Final answer:
The recurrence relation T(n) = T(n/2) + 3n with T(1) = 0 is solved by expanding the recurrence, recognizing it forms a geometric series, and calculating the sum to find the closed-form solution T(n) = 6n - 3 for n being a power of 2.
Step-by-step explanation:
To solve the recurrence relation T(n) = T(n/2) + 3n with the initial condition T(1) = 0, we apply the method of iteration. We assume n is a power of 2, specifically n = 2^k, to simplify the problem.

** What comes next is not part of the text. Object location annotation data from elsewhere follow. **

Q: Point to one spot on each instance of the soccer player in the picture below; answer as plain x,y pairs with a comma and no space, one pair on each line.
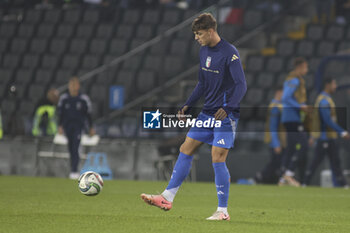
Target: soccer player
74,110
221,80
294,101
326,131
276,137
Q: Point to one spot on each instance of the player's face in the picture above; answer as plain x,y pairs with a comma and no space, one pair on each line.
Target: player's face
73,87
333,86
203,37
304,68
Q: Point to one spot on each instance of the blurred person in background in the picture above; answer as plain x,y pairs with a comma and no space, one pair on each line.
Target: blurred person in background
326,131
275,136
294,103
74,112
44,123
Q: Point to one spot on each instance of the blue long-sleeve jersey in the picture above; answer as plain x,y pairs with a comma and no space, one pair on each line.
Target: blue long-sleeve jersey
275,118
221,79
326,119
74,110
291,107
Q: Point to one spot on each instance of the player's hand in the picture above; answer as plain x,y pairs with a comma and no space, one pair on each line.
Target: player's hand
278,150
346,135
305,108
92,132
182,112
60,130
220,114
311,141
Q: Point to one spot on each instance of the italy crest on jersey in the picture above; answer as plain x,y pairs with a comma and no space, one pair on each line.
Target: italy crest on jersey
207,63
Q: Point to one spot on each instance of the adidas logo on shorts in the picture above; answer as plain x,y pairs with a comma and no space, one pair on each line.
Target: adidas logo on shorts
221,141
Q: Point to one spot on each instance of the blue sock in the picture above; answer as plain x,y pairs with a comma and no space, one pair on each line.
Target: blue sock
181,169
222,182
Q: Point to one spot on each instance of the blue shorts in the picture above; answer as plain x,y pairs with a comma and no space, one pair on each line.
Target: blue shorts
223,136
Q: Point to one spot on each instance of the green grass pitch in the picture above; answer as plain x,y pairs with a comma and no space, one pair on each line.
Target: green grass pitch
29,204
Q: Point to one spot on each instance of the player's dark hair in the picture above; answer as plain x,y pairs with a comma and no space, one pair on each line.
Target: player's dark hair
204,21
74,79
298,61
278,88
327,80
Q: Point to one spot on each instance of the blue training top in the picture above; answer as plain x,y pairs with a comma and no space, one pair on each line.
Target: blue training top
291,107
326,118
221,79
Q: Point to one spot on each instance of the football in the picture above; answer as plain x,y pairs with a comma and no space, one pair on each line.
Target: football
90,183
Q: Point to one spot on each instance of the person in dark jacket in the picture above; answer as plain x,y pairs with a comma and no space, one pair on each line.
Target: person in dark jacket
74,112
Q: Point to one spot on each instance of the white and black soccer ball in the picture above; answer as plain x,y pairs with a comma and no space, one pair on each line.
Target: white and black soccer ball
90,183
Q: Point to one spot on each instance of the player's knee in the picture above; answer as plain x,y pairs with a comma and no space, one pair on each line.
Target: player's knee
185,148
219,156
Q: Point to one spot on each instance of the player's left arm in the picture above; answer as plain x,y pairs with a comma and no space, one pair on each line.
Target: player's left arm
237,74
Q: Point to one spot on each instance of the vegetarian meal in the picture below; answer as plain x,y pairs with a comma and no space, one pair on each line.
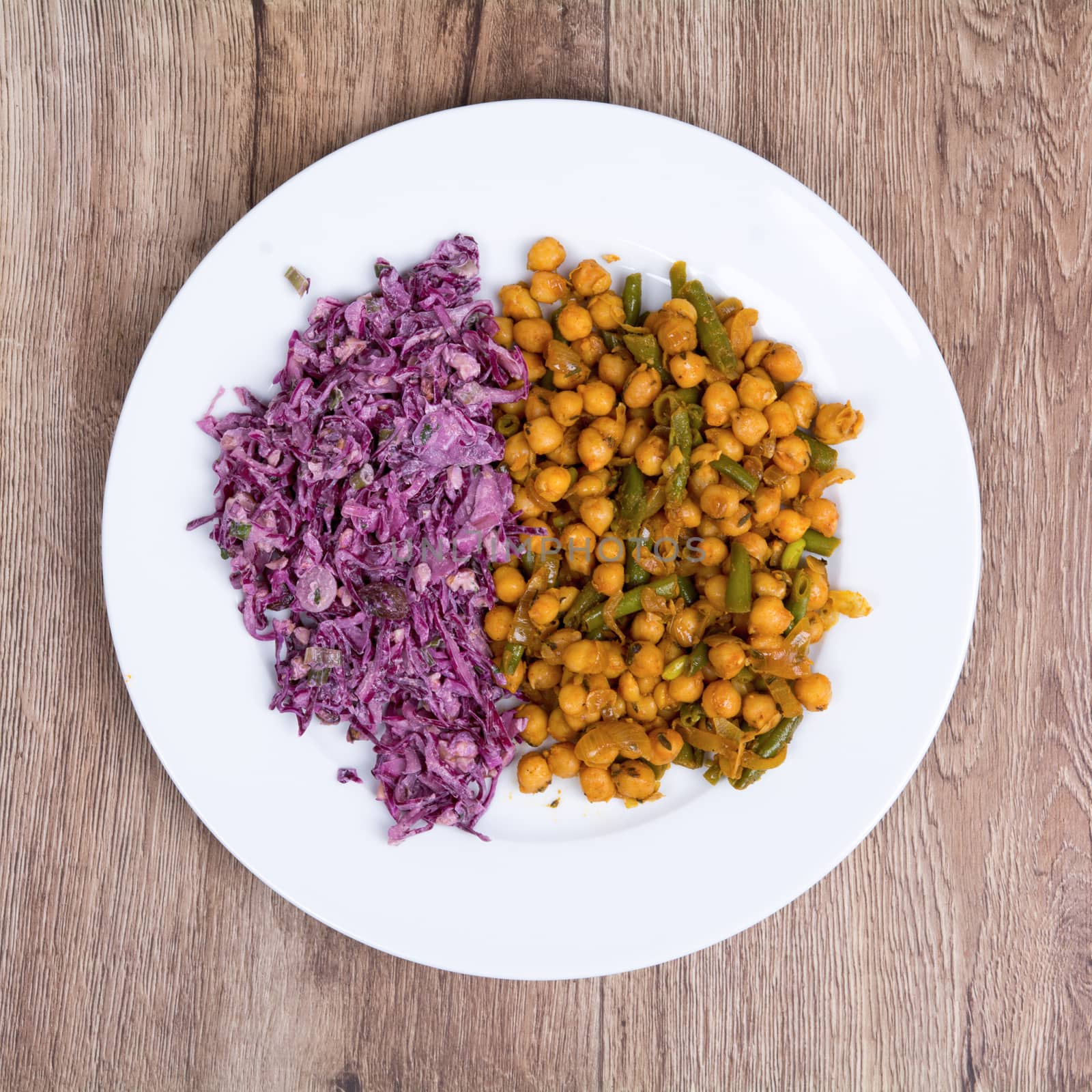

Expanding the recurrence gives us:
- T(n) = T(n/2) + 3n
- T(n/2) = T(n/4) + 3(n/2)
- T(n/4) = T(n/8) + 3(n/4)
- ...
- T(2) = T(1) + 3(2)
Since T(1) = 0, we can see that each step contributes an additional multiple of n. Summing over the total contributions, we get:
T(n) = 3n + 3n/2 + 3n/4 + ... + 3
This forms a geometric series with a common ratio of 1/2. The sum of a geometric series a + ar + ar^2 + ... + ar^(n-1) is given by (a(1 - r^n)) / (1 - r). Substituting a = 3n and r = 1/2, we find the closed form of the series:
T(n) = (3n (1 - (1/2)^log2(n))) / (1 - 1/2) = 6n - 3
By this calculation, the precise function of n in closed form for the given recurrence relation is T(n) = 6n - 3.